Encore et toujours là

Malheureusement, à la suite du vote de l’Assemblée Nationale, le Sénat a écarté la proposition visant à dissoudre Hadopi pour 2022.  A cette occasion, le gouvernement s’est expliqué par rapport à ce changement d’opinion qui faisait pourtant partie des engagements de François Hollande lors de sa campagne présidentielle :

« Depuis 2010, la Haute Autorité pour la Diffusion des Œuvres et la Protection des droits sur Internet (HADOPI) assure pleinement ses missions de mise en œuvre de la réponse graduée, de développement de l’offre légale et de régulation des mesures techniques de protection.

La HADOPI constitue désormais un élément important de la stratégie de lutte contre le piratage, en particulier par son rôle pédagogique, aux côtés d’autres éléments comme, par exemple, les initiatives visant à assécher le financement des sites participant à la diffusion illicite d’œuvres protégées.

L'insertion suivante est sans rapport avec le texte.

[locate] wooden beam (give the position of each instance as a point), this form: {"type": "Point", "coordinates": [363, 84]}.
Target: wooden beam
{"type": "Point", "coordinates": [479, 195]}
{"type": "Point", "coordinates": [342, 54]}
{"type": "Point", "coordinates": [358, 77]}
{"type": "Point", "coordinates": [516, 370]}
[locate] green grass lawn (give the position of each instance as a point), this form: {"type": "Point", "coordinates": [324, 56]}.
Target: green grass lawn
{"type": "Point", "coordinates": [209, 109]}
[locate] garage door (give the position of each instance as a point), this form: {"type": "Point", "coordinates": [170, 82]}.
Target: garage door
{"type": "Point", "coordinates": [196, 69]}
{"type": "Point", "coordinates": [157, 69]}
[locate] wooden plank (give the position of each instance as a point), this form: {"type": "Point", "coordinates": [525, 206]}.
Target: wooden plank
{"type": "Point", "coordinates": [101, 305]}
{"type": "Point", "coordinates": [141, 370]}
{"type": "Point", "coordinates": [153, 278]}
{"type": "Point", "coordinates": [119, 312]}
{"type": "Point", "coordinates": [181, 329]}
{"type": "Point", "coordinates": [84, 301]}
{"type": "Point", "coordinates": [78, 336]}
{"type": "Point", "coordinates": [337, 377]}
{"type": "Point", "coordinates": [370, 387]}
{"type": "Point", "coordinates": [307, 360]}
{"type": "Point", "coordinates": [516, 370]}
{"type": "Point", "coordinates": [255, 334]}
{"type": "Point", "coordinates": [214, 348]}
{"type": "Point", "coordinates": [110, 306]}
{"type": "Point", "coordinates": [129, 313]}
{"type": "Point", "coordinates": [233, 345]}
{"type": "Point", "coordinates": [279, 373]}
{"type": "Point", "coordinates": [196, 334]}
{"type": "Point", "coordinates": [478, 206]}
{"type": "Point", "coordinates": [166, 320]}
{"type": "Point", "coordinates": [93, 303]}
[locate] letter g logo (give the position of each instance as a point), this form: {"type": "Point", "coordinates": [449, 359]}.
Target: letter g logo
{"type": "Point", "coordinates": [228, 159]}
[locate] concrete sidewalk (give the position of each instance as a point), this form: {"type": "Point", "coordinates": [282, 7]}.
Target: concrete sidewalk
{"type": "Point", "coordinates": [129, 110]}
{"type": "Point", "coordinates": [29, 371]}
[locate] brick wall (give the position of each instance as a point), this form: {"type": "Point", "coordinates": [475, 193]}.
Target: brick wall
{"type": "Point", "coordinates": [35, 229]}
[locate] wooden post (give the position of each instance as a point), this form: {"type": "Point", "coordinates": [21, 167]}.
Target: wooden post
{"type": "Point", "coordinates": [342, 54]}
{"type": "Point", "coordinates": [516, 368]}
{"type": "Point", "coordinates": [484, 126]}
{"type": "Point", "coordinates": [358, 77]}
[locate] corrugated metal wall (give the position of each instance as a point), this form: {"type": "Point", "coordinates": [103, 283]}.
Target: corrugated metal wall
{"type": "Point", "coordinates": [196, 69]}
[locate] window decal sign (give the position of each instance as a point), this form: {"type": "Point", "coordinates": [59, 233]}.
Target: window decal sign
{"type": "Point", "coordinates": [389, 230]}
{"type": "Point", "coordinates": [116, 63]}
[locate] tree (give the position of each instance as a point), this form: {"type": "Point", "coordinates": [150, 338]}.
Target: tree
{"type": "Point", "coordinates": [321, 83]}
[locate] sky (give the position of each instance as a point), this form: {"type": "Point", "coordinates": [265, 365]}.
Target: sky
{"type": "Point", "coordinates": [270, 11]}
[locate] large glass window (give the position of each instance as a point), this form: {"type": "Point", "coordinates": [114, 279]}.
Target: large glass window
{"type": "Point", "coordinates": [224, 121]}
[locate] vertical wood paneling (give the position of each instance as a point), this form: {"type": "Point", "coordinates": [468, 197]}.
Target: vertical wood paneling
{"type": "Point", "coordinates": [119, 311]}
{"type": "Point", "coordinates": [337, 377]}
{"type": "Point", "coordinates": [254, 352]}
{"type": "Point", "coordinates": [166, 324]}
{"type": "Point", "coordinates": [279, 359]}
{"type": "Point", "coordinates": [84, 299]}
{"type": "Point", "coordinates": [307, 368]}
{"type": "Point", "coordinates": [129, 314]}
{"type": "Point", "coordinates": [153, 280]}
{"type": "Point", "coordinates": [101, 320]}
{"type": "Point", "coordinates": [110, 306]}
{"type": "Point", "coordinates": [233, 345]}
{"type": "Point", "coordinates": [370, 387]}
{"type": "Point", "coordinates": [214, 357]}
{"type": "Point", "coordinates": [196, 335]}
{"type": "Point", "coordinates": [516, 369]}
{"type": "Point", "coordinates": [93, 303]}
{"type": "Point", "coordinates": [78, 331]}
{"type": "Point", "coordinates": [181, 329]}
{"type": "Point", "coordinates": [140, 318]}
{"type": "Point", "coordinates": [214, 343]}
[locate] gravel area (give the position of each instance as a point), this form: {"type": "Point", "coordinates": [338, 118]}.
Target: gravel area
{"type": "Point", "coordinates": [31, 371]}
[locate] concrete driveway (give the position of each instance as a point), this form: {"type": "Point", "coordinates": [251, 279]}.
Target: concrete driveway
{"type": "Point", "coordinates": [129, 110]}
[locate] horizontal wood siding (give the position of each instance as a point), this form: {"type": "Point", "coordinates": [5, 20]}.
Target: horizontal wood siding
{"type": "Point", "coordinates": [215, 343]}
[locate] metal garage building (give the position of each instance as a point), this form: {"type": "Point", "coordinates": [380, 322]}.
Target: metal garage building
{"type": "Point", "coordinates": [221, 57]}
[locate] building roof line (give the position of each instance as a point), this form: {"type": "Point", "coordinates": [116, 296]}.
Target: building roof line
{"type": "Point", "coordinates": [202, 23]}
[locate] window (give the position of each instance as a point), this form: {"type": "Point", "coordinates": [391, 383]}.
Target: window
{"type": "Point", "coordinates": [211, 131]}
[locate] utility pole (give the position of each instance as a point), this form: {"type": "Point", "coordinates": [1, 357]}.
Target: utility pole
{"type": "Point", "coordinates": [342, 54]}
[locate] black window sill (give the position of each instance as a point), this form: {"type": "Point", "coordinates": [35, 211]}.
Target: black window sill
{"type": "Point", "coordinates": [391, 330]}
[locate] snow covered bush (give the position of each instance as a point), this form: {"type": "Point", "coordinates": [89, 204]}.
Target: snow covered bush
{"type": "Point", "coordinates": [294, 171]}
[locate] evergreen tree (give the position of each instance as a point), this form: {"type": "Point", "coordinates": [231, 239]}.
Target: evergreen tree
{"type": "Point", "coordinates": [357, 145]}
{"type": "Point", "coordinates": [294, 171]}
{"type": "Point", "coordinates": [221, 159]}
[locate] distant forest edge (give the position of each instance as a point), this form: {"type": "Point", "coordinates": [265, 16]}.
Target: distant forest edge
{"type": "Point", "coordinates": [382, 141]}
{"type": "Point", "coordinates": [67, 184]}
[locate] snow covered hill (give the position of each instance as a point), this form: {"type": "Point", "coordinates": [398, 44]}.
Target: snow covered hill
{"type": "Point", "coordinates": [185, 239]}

Le choix a été fait dès l’origine de confier à une autorité publique indépendante la procédure de réponse graduée qui constate, non pas un acte de contrefaçon, mais un manquement à l’obligation de surveillance du titulaire de l’abonnement Internet de son poste d’accès. Ce statut d’autorité publique indépendante, le mode de désignation de ses membres et le caractère irrévocable et non renouvelable de leurs mandats, garantissent l’exercice des missions de la HADOPI en toute indépendance. Plus spécifiquement, la mise en œuvre du mécanisme de réponse graduée a été confiée à la Commission de protection des droits (CPD), organe autonome réunissant trois magistrats, en raison du caractère confidentiel des données personnelles transmises à la HADOPI ainsi que le respect du principe du contradictoire dans la procédure d’instruction des délibérations.

Ainsi, en raison du rôle pédagogique de la HADOPI, tant dans la mise en œuvre de la lutte contre le piratage que dans le
suivi du développement de l’offre légale, il n’est pas souhaitable d’ouvrir aujourd’hui un débat sur l’avenir de la HADOPI
. » (Source : Numérama)

En résumé, malgré les votes de l’Assemblée Nationale et les promesses du Président de la République lors de sa campagne, la loi Hadopi ne mourra sûrement pas en 2022 et continuera de coûter très chère au contribuable pour une efficacité limitée.